Code contributions, ITAR/EAR, incrimination vs. contribution
Frank J. Beckmann
frank at vogon.agala.harz.de
Sat Nov 14 01:44:27 CET 1998
On Wed, Nov 11, 1998 at 05:14:38PM -0800, Caskey L. Dickson wrote:
> On Wed, 11 Nov 1998, brian moore wrote:
>
> > On Tue, Nov 10, 1998 at 08:54:23PM -0800, Caskey L. Dickson wrote:
> > > On Tue, 10 Nov 1998, brian moore wrote:
> > >
> > > > I think the biggest problem is for those of us in the US, though.

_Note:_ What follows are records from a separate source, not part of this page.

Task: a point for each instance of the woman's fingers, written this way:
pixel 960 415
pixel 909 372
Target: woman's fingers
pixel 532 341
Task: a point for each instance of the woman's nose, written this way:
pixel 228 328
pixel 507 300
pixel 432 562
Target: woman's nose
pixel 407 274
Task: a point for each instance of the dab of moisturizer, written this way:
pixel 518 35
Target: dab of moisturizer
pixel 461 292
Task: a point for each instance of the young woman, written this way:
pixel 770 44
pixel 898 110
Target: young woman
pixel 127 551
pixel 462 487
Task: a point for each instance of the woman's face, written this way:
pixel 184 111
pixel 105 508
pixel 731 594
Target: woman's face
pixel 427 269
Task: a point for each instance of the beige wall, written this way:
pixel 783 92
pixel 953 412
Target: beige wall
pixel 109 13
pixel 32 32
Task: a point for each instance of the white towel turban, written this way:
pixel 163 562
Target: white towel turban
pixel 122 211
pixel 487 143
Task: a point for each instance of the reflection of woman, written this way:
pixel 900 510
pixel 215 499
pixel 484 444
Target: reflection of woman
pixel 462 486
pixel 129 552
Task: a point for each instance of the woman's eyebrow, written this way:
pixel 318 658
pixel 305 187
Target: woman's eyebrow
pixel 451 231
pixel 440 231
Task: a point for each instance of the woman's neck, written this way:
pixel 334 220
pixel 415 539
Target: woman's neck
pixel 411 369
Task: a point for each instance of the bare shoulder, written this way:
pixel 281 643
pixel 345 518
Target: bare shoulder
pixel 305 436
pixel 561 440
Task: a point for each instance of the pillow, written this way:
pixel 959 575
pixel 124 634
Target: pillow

> > > > Signing such a thing could be incriminatory.
> > >
> > > IANAL: The FSF takes their role of defending free software very seriously.
> >
> > Sort of a catch-22: if you do major work it can't be included or the
> > code would be compromised, but if you sign the form so it can be
> > included, you've admitted to a crime.
> >
> > It makes it rather difficult to do much in the US except compile.
>
> Perhaps. The admitting to working on a project that has the potential to
> be in violation of the ITAR/EAR when you upload your contributions is a
> sticky problem. Otoh, provided you aren't contributing code to the core
> crypto engine then you aren't really doing anything. Key management, for
> instance, isn't crypto, but it is a large part of any security product.
AFAIK even exporting software that has only hooks to support crypto
software violates the ITAR/EAR rules.